The simulated dataset consists of 100 realizations for each class. A random partition in 80 realizations for training and 20 realizations for testing the neural network classifier is repeated 10 times. The LSP parameters are re-estimated from the 20 realizations used for independent testing and used in the computation of their LSP-HATS spectral estimates. The use of 20 realizations assures reliable estimates as shown in the simulation study, see Fig. 1, and it is compatible with the typical scenario in studies on physiological signals as EEG, where multiple trials of an experiment are available. The classification is repeated with the 10 different independent random sets of testing realizations.

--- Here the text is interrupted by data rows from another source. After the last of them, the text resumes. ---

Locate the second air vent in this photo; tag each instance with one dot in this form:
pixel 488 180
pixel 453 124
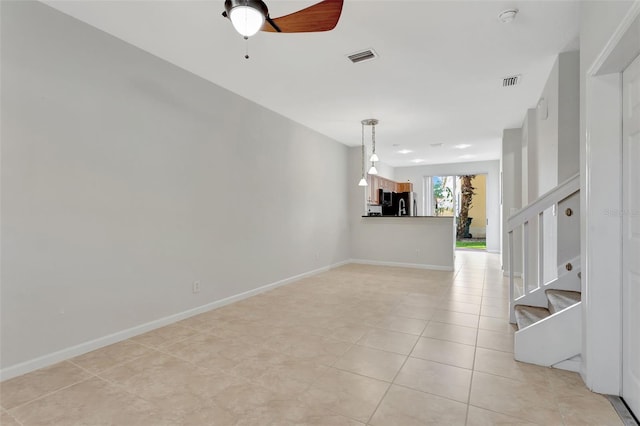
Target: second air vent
pixel 511 81
pixel 365 55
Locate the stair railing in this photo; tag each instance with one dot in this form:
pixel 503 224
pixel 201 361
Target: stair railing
pixel 527 225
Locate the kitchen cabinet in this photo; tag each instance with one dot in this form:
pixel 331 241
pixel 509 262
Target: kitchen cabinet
pixel 378 182
pixel 405 187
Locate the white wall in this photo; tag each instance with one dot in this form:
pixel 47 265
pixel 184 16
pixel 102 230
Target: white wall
pixel 416 174
pixel 511 164
pixel 600 163
pixel 125 178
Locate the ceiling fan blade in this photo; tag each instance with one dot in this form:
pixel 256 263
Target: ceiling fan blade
pixel 321 16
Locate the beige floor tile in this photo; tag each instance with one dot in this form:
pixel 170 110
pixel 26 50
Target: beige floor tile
pixel 481 417
pixel 495 311
pixel 567 383
pixel 22 389
pixel 585 410
pixel 503 364
pixel 164 336
pixel 390 341
pixel 495 301
pixel 171 383
pixel 433 377
pixel 370 362
pixel 410 311
pixel 465 308
pixel 495 340
pixel 348 332
pixel 527 401
pixel 110 356
pixel 456 318
pixel 407 407
pixel 402 324
pixel 318 349
pixel 451 332
pixel 472 291
pixel 421 300
pixel 463 298
pixel 446 352
pixel 210 414
pixel 347 394
pixel 501 325
pixel 92 402
pixel 209 351
pixel 267 361
pixel 7 420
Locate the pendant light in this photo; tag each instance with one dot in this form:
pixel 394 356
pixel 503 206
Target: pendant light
pixel 374 157
pixel 363 180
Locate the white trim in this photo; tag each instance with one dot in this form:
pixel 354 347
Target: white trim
pixel 82 348
pixel 616 38
pixel 402 264
pixel 601 248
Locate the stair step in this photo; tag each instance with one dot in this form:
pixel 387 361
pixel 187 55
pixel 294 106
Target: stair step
pixel 562 299
pixel 527 315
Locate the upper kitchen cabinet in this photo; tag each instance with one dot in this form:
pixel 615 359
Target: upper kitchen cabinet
pixel 405 187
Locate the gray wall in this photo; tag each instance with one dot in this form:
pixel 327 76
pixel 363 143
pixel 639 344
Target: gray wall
pixel 125 178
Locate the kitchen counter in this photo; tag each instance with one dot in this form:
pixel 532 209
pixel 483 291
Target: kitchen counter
pixel 414 241
pixel 443 217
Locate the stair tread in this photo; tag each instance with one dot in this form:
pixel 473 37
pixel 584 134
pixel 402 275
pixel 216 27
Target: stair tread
pixel 527 315
pixel 562 299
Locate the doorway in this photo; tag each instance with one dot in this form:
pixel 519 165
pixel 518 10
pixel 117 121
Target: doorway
pixel 463 197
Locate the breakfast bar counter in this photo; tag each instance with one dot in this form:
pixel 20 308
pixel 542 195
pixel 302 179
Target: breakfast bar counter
pixel 415 241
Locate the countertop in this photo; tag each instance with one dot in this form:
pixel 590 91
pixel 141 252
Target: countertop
pixel 449 217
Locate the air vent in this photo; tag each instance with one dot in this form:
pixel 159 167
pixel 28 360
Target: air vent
pixel 365 55
pixel 511 81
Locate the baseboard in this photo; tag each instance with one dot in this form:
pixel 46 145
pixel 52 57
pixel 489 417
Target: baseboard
pixel 572 364
pixel 92 345
pixel 402 264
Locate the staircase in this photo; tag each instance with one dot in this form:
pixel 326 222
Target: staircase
pixel 545 301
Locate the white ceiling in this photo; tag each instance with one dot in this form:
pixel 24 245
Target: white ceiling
pixel 438 78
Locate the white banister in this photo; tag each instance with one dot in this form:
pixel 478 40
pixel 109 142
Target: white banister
pixel 529 221
pixel 545 201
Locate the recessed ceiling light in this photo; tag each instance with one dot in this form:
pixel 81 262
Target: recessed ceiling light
pixel 508 15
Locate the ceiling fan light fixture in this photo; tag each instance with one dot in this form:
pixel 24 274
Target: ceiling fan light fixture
pixel 247 16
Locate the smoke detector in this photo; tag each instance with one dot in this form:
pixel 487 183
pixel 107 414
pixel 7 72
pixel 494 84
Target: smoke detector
pixel 365 55
pixel 511 80
pixel 508 15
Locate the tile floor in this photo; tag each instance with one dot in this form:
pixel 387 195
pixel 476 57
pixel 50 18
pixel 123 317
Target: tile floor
pixel 357 345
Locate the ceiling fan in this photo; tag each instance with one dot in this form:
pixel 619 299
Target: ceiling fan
pixel 250 16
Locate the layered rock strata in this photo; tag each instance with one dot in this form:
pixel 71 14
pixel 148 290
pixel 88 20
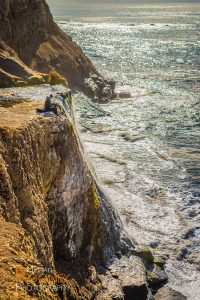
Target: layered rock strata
pixel 54 218
pixel 33 45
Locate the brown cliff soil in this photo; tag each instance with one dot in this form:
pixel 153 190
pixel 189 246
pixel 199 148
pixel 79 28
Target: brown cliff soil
pixel 59 236
pixel 33 163
pixel 34 45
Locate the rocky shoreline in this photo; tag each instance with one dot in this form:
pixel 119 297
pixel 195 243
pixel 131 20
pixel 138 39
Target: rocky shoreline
pixel 55 217
pixel 33 46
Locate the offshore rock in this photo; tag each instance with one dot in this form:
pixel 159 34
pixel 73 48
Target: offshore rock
pixel 167 293
pixel 35 43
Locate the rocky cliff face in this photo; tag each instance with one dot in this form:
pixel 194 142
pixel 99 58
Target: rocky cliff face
pixel 51 211
pixel 34 43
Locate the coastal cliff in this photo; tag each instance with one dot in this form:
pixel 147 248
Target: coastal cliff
pixel 53 216
pixel 33 45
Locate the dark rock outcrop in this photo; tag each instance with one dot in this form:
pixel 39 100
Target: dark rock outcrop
pixel 34 43
pixel 53 215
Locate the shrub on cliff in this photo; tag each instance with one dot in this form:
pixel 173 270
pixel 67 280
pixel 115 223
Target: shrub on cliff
pixel 56 78
pixel 36 80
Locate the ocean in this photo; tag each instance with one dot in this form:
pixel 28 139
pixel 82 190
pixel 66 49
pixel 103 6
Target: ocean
pixel 145 150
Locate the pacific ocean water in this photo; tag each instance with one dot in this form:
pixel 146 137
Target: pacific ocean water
pixel 146 150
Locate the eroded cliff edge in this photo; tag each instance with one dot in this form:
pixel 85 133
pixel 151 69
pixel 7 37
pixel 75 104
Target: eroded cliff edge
pixel 54 217
pixel 31 44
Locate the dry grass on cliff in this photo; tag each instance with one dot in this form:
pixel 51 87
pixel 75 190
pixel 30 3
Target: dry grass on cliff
pixel 56 78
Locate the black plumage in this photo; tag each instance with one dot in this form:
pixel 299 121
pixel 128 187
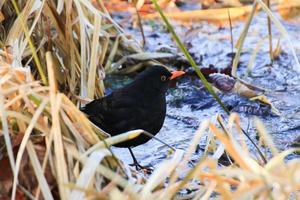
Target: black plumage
pixel 138 105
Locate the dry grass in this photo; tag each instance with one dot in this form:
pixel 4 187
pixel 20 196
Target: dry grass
pixel 50 150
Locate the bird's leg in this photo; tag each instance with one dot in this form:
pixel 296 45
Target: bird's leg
pixel 136 164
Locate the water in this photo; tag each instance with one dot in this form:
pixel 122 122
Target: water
pixel 189 103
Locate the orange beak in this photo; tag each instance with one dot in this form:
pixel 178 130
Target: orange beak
pixel 176 74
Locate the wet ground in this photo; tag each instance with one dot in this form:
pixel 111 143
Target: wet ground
pixel 189 103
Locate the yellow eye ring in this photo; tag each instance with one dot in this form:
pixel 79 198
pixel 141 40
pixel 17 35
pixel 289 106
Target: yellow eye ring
pixel 163 78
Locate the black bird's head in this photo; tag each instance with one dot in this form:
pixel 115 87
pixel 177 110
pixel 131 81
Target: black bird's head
pixel 157 78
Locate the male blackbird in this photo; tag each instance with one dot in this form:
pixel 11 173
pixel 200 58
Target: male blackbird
pixel 139 105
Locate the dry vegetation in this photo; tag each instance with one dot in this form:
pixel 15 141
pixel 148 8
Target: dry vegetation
pixel 52 55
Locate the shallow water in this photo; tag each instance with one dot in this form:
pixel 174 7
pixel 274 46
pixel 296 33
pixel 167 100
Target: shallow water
pixel 189 104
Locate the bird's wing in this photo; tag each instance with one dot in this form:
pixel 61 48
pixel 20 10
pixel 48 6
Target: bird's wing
pixel 114 113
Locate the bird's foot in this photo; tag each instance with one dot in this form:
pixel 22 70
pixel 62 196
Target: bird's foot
pixel 147 169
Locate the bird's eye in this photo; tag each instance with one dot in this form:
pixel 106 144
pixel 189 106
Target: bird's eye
pixel 163 78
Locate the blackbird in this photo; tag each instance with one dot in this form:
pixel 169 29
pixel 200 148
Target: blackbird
pixel 138 105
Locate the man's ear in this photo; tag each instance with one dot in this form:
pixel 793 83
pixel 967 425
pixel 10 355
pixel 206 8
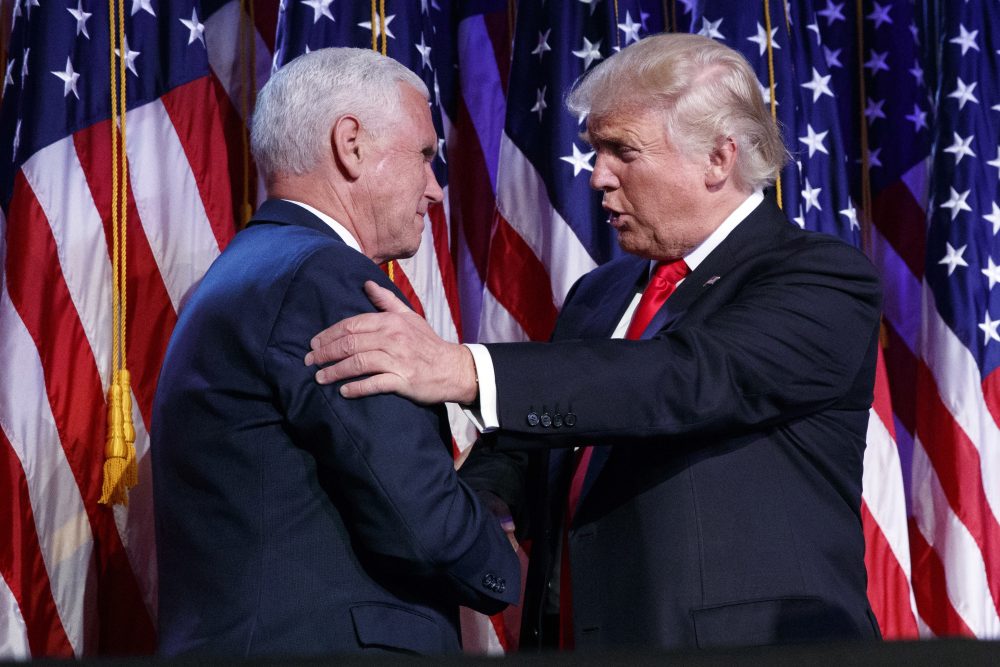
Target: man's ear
pixel 721 162
pixel 345 142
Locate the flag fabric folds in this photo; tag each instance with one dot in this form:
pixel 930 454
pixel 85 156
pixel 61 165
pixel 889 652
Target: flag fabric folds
pixel 891 113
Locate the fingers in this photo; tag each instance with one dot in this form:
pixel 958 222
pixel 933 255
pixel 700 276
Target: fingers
pixel 384 299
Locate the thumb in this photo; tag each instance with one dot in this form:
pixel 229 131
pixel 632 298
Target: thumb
pixel 384 299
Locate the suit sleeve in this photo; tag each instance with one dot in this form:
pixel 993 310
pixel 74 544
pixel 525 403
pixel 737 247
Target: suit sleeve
pixel 796 338
pixel 390 459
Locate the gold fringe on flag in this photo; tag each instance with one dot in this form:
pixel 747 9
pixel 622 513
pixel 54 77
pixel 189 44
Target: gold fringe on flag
pixel 120 468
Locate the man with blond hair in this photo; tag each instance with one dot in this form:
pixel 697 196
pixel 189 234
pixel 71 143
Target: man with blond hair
pixel 699 483
pixel 291 521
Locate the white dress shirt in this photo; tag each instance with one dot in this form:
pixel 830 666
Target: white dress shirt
pixel 485 417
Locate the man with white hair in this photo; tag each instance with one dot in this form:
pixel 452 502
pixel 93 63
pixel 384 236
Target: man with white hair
pixel 714 497
pixel 289 520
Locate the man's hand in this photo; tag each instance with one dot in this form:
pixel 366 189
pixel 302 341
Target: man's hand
pixel 398 350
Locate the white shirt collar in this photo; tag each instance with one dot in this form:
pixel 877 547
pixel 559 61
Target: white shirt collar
pixel 342 232
pixel 698 255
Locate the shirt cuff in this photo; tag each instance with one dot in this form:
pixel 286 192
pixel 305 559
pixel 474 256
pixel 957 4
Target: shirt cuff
pixel 484 415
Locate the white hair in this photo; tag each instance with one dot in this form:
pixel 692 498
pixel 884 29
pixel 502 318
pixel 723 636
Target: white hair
pixel 299 104
pixel 706 90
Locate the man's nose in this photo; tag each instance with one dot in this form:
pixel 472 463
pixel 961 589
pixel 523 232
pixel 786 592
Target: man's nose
pixel 602 178
pixel 433 191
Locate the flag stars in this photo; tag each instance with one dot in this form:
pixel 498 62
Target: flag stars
pixel 761 39
pixel 81 18
pixel 540 105
pixel 69 79
pixel 953 258
pixel 196 28
pixel 918 118
pixel 811 195
pixel 814 140
pixel 989 328
pixel 876 62
pixel 880 15
pixel 994 218
pixel 711 28
pixel 963 93
pixel 130 57
pixel 820 85
pixel 956 203
pixel 630 28
pixel 143 6
pixel 543 44
pixel 834 12
pixel 589 52
pixel 992 272
pixel 874 110
pixel 579 160
pixel 832 58
pixel 961 147
pixel 321 8
pixel 995 162
pixel 852 215
pixel 965 39
pixel 425 53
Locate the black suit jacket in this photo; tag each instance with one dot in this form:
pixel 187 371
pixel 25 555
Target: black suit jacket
pixel 290 520
pixel 722 504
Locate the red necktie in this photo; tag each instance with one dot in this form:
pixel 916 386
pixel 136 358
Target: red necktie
pixel 661 285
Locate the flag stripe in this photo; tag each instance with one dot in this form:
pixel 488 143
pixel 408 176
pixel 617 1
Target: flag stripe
pixel 930 589
pixel 522 287
pixel 21 563
pixel 73 387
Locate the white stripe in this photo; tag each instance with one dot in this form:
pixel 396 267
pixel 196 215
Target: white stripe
pixel 524 203
pixel 60 185
pixel 497 325
pixel 222 39
pixel 965 571
pixel 883 490
pixel 13 633
pixel 960 388
pixel 61 521
pixel 169 204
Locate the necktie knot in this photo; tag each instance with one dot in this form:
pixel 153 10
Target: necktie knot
pixel 661 285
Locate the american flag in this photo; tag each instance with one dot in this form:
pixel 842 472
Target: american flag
pixel 78 578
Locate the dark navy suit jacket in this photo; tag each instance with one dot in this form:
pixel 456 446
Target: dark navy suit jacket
pixel 289 520
pixel 722 505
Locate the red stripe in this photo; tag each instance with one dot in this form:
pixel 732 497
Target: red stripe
pixel 956 461
pixel 901 221
pixel 882 400
pixel 888 588
pixel 901 366
pixel 403 283
pixel 519 282
pixel 41 297
pixel 930 590
pixel 21 563
pixel 197 116
pixel 991 394
pixel 439 231
pixel 150 316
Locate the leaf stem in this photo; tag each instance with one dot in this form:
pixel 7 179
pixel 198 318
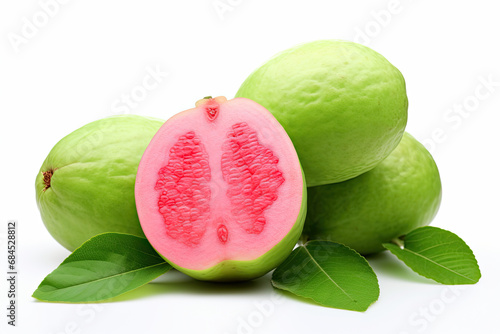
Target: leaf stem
pixel 398 242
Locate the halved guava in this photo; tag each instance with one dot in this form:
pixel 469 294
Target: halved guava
pixel 220 192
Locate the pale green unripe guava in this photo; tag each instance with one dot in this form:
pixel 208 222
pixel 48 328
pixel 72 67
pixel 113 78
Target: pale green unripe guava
pixel 402 193
pixel 85 186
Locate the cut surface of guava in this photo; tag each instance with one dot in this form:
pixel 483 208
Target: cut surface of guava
pixel 220 192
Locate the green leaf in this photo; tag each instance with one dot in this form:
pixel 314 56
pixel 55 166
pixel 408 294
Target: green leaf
pixel 331 274
pixel 439 255
pixel 105 266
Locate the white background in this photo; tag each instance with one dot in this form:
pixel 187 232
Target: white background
pixel 75 66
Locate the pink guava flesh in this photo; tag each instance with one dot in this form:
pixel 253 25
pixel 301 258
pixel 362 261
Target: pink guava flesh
pixel 218 182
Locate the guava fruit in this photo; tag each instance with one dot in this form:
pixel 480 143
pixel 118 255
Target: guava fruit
pixel 402 193
pixel 343 105
pixel 86 184
pixel 220 192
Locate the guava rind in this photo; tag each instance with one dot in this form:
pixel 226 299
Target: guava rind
pixel 343 105
pixel 247 260
pixel 402 193
pixel 92 187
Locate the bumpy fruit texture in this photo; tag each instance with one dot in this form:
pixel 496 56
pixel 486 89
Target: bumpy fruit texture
pixel 400 194
pixel 220 192
pixel 86 184
pixel 343 105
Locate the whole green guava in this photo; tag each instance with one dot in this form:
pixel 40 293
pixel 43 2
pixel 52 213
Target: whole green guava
pixel 343 105
pixel 402 193
pixel 85 186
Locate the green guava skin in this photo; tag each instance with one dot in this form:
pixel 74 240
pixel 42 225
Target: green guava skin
pixel 235 271
pixel 402 193
pixel 343 105
pixel 92 187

The neural network classifier described in Section 2.4 is fed with TF features extracted with HANN (Nw=32), WOSA (K=8), WV, LSP-HATS, and CWT, where each feature is the spectral power at each TF point in the time interval [0, 0.5] seconds and frequency up to 40 Hz. For computing the LSP-HATS kernels, the model parameters L,aq,bq,cq,cr were inferred from training and testing realizations independently.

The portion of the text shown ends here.